The four from Bird Dog Flight filed out of the office, but Coyote didn’t
leave. “You have a problem?” Magruder asked him when the door closed
behind Garrity.
“More than you can imagine,” Grant said. “But a couple of immediate
concerns. Don’t you think you could’ve been a little nastier? Like maybe
call off Christmas or something?”
“We’ve had this talk before, Will,” Magruder said with a sigh. He leaned
back in his chair. “CAG staff’s not like being in the squadron, not even
like being squadron CO. You know how I feel about Batman and Malibu. And
those two kids are going to be hot when they get some seasoning, as good
as we ever were.”
“Better, maybe.”
“Maybe. But I can’t be their buddy anymore. Neither can you. our
responsibility isn’t to the individuals, or to the squadron. it’s to the
whole Air Wing, to the Jefferson, and to the mission. If this incident
had resulted in Americans being killed due to friendly fire, I’d’ve been
forced to recommend relieving them of duty. A court of inquiry. You
think I’d want something like that hanging over Batman? Next to you,
he’s the best friend I’ve ever had.”
“I don’t like it much,” Coyote said quietly. “Sometimes I think I wasn’t
cut out for this staff shit. Maybe I should’ve turned you down.”

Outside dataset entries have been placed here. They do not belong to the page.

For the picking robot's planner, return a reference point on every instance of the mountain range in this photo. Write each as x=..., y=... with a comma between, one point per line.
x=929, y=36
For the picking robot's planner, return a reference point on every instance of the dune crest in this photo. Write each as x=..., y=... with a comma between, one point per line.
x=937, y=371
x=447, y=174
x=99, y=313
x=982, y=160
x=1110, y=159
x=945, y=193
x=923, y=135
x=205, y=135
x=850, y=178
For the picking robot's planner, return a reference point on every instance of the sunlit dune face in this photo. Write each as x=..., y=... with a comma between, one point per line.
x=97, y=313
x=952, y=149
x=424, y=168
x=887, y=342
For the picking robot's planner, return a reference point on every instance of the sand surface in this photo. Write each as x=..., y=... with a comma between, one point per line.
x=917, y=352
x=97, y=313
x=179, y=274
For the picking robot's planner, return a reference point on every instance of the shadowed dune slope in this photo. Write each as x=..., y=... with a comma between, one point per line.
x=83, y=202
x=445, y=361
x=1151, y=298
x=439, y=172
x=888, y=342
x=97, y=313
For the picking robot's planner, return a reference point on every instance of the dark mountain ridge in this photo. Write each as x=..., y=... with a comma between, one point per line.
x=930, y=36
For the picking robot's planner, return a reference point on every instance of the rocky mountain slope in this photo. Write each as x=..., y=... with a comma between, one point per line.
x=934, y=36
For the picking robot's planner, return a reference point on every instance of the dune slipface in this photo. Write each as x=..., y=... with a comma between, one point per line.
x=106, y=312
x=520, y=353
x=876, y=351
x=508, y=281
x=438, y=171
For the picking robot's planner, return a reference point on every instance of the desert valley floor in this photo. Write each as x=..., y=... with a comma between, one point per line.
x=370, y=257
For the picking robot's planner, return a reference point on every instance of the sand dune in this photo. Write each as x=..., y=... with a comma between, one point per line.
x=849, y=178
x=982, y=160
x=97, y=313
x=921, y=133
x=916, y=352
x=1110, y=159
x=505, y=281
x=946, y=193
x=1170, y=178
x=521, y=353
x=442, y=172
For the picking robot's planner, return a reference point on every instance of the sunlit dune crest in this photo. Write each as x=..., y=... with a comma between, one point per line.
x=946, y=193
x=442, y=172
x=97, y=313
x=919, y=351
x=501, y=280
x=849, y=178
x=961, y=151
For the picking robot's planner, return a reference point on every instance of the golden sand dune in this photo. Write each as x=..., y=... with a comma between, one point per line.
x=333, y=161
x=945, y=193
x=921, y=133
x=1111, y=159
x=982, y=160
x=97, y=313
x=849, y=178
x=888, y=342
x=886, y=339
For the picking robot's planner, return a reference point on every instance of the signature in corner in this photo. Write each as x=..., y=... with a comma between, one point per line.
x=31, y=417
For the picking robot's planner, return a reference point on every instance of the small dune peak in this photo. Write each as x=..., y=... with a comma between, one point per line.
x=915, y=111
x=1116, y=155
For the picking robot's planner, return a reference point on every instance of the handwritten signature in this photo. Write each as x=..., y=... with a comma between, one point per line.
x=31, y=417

“You can’t sit in the cockpit forever, Coyote,” Tombstone told him. He
jerked a thumb at a mug that sat on the corner of his desk. A dozen
cigars stuck out of it, still in their original wrappings. They had
belonged to Tombstone’s predecessor as CAG, the man who’d taught him at
Top Gun school years before. He kept them on his desk as a reminder of
the lessons the man had taught him, both at Top Gun and later, when
Magruder was his Deputy CAG and Jefferson was sailing into the Norway
crisis. “Stinger Stramaglia made my life a living hell when I was his
deputy. But he also taught me that if I didn’t grow I’d end up being
left behind. The first time I realized just how big this damned job was
I almost cracked. All I wanted was a chance to strap on a Tomcat and go
up with the Vipers again. Trouble is, that isn’t an option. Sometimes
you have to sit behind the desk and cope with all the petty little
details so the other guys can get in the air.”
“I’m just not sure I can cut myself off from everything that’s gone
before,” Grant told him. “I’m not a machine.”
“Neither am I. I’m worse. I’m the CAG.” Magruder looked away. “You said
there were a couple of things bothering you. What else?”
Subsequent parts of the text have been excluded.